U.S. Supreme Court tosses vaccination order
Published 2:45 pm Thursday, January 13, 2022
SALEM — The Biden administration overreached when it mandated COVID vaccinations for 84.2 million private-sector workers, failing to distinguish between the risks faced by lifeguards and meatpackers, the U.S. Supreme Court ruled Thursday.
The 6-3 decision stayed a rule that would have required workers at businesses with more than 100 employees to be vaccinated. As an alternative, companies could have let workers stay on, but only if they wore masks and were tested weekly.
The court’s majority said the rule was a “blunt instrument.”
“Most lifeguards and linemen face the same regulations as do medics and meatpackers,” the court wrote.
The rule would not have applied to employees who work “exclusively outdoors,” potentially excluding some farmworkers. The court, however, said the exemption was “largely illusory.”
The labor secretary estimated only 9% of landscapers and groundskeepers qualified for exemption, according to the court.
In a separate ruling Thursday, the court, in a 5-4 decision, upheld a Biden administration rule that will withhold Medicare and Medicaid payments from health-care services that don’t require their employees to be vaccinated.
In a written statement, Biden said he was happy about the health-care ruling.

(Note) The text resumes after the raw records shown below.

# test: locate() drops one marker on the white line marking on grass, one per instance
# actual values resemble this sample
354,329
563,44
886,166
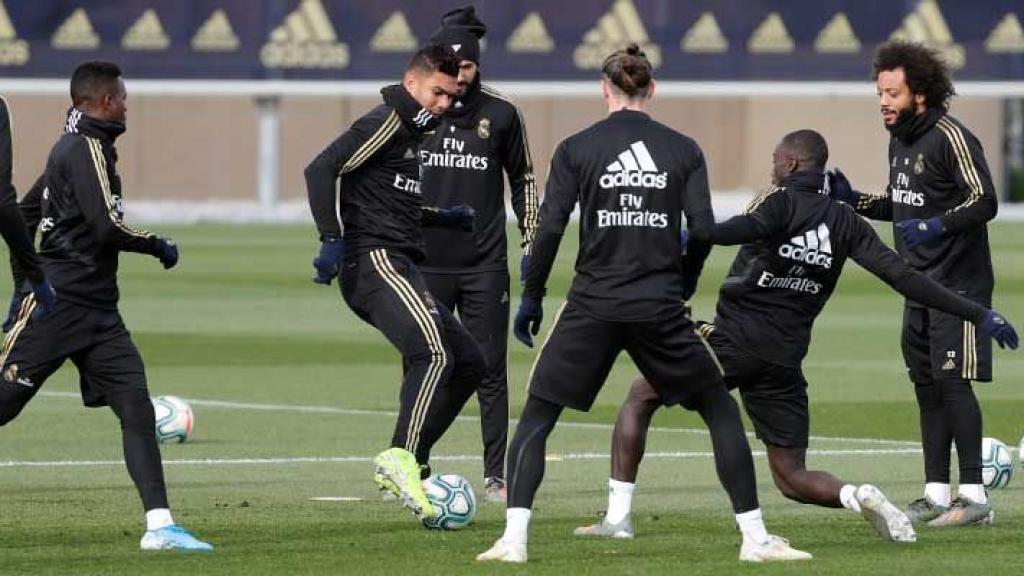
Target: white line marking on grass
449,458
387,413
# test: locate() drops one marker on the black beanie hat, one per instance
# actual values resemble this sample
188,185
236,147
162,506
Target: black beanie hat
462,31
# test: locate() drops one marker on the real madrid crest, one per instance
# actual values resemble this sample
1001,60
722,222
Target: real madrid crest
483,128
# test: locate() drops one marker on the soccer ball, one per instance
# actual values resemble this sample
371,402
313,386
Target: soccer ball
996,463
174,418
453,497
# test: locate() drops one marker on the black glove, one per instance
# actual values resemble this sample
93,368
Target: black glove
527,320
460,216
328,262
840,188
916,232
167,251
999,329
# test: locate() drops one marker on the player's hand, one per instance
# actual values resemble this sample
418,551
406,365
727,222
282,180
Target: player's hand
460,216
328,262
840,188
916,232
999,329
527,320
12,310
167,251
46,297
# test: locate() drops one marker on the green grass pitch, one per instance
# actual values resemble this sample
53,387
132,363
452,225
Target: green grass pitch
240,322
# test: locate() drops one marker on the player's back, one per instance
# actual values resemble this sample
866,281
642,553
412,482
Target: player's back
634,178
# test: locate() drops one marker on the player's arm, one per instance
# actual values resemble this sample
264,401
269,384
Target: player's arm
24,259
966,159
765,218
519,166
90,181
699,221
365,138
876,257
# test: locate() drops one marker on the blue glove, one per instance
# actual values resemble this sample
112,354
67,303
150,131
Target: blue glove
999,329
12,310
46,297
460,216
527,320
328,262
916,232
840,188
167,251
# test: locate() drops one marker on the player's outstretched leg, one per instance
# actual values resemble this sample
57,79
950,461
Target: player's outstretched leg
628,442
735,470
142,458
525,469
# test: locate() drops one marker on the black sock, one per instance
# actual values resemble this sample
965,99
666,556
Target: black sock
141,451
964,417
525,455
936,435
732,453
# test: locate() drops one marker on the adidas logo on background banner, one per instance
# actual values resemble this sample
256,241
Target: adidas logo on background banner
619,27
813,247
305,39
634,167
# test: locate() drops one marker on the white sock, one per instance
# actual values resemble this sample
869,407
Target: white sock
158,518
516,525
620,500
847,496
938,493
753,526
973,492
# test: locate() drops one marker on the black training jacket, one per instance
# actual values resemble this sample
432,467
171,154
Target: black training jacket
796,241
463,162
634,178
940,170
81,214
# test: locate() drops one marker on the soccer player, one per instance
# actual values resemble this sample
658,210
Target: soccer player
634,177
25,263
83,234
940,197
377,256
796,241
481,135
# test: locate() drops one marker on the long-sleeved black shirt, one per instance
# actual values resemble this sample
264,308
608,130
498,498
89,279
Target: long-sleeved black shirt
24,259
940,170
463,162
796,241
82,218
634,179
381,206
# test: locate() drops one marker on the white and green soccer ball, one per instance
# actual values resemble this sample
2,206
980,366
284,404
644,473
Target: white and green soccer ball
174,418
453,497
996,463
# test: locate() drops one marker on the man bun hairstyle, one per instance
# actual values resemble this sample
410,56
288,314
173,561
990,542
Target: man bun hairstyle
630,71
927,72
434,57
93,80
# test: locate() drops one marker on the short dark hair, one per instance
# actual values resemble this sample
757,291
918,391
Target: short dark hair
93,80
808,147
927,72
434,57
630,71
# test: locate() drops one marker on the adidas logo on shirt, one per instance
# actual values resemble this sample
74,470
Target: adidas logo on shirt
634,168
813,247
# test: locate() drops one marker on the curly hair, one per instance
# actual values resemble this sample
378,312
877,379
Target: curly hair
927,73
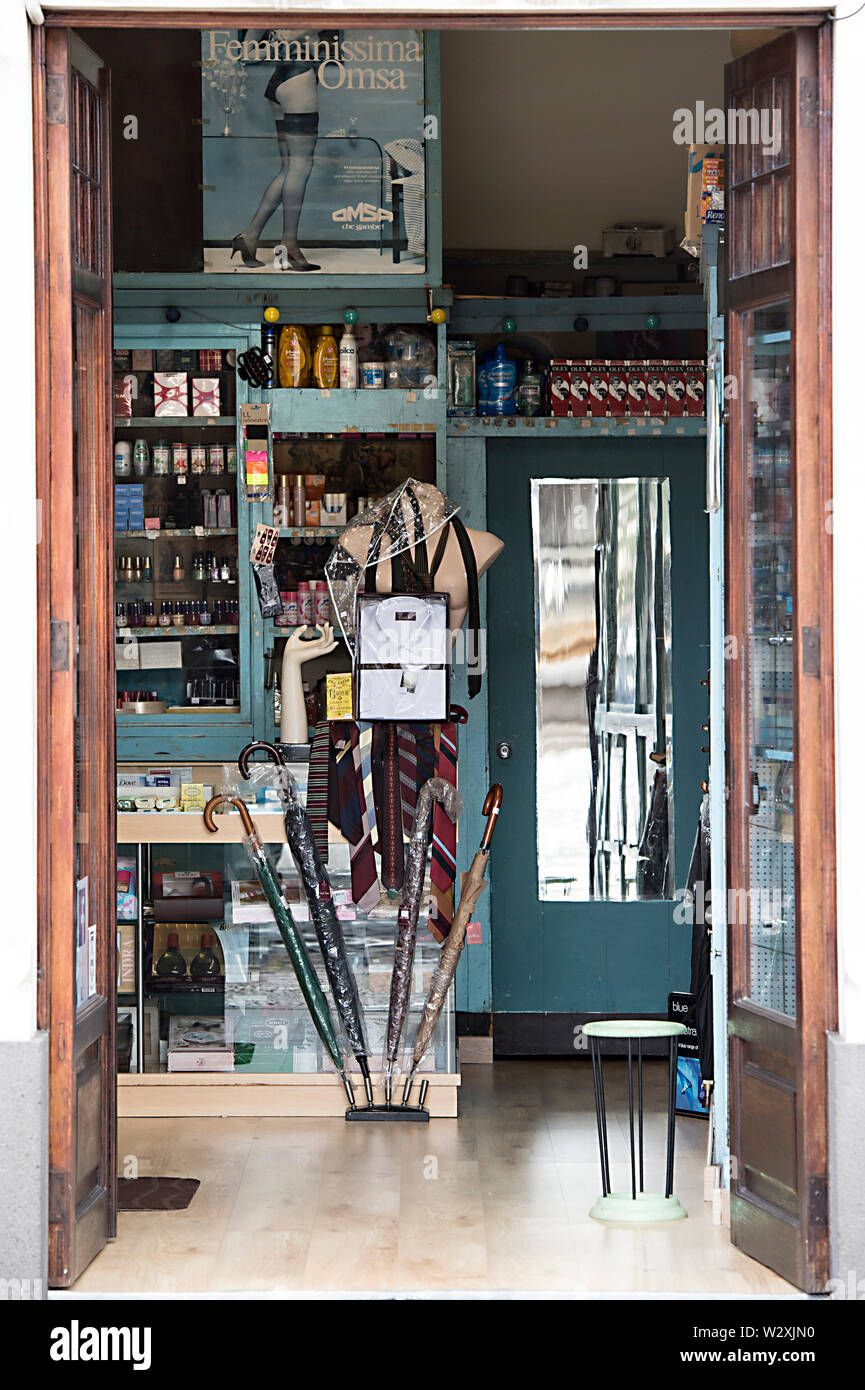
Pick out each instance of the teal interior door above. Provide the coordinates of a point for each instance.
(565, 954)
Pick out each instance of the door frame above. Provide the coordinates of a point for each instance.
(819, 959)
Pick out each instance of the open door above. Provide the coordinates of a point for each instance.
(75, 648)
(780, 679)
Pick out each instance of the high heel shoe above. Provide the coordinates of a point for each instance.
(298, 260)
(241, 245)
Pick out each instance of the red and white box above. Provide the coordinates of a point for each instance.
(598, 387)
(170, 394)
(205, 395)
(125, 391)
(616, 395)
(675, 388)
(655, 388)
(579, 389)
(559, 387)
(694, 387)
(636, 388)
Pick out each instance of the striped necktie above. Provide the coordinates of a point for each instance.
(353, 822)
(391, 847)
(317, 786)
(442, 869)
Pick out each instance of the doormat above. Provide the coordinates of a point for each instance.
(155, 1194)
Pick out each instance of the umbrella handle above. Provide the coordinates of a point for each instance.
(492, 802)
(260, 745)
(228, 801)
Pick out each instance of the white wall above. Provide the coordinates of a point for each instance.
(547, 136)
(17, 542)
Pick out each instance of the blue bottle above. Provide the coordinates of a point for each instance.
(483, 384)
(501, 384)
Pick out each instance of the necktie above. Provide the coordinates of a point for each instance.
(406, 754)
(391, 848)
(442, 870)
(317, 786)
(353, 822)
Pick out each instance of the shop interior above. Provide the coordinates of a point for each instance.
(527, 342)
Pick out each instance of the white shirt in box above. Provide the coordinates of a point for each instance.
(402, 658)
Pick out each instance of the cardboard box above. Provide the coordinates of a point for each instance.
(598, 387)
(655, 388)
(704, 193)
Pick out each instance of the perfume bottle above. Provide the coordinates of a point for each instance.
(205, 965)
(171, 963)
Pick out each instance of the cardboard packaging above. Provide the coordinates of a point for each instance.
(675, 388)
(616, 396)
(598, 387)
(559, 388)
(636, 388)
(205, 395)
(170, 394)
(579, 389)
(696, 387)
(655, 388)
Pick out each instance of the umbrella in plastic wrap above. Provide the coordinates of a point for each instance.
(390, 527)
(317, 888)
(308, 979)
(406, 923)
(472, 887)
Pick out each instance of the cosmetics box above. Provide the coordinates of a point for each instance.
(636, 388)
(696, 387)
(170, 394)
(559, 387)
(125, 391)
(579, 389)
(655, 388)
(402, 656)
(616, 388)
(675, 387)
(205, 395)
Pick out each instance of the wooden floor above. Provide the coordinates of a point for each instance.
(497, 1200)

“At the same time, I am disappointed that the Supreme Court has chosen to block common-sense, life-saving requirements for employees at large businesses that were grounded squarely in both science and the law,” he said.
Justices Stephen Breyer, Sonia Sotomayor and Elena Kagan dissented from staying the vaccination mandate for large employers.
They called COVID an “unparalleled threat” and said that the Occupational Safety and Health Administration had authority to protect workers from “grave dangers.”
They accused the majority of displacing the “judgments of government officials” and “experts” and claimed the rule didn’t actually require vaccinations.
“And, of course, the standard does not impose a vaccine mandate; it allows employers to require only masking and testing instead,” according to their dissenting opinion.
The majority noted that employers were not required to test and mask as an option to vaccinations.
In a concurring opinion to the court’s ruling, Justice Neil Gorsuch wrote that if an administrative agency seeks to regulate the daily lives of millions of Americans, it must have clear congressional authority.
Congress can’t just hand off power to agencies, Gorsuch wrote in an opinion joined by Justices Clarence Thomas and Samuel Alito.
“The answer is clear: Under the law as it stands today, that power rests with the states and Congress, not OSHA,” he wrote.
Biden’s vaccination mandate for large employers drew challenges from more than 60 groups. The Supreme Court consolidated suits brought by the National Federation of Independent Businesses and 27 states.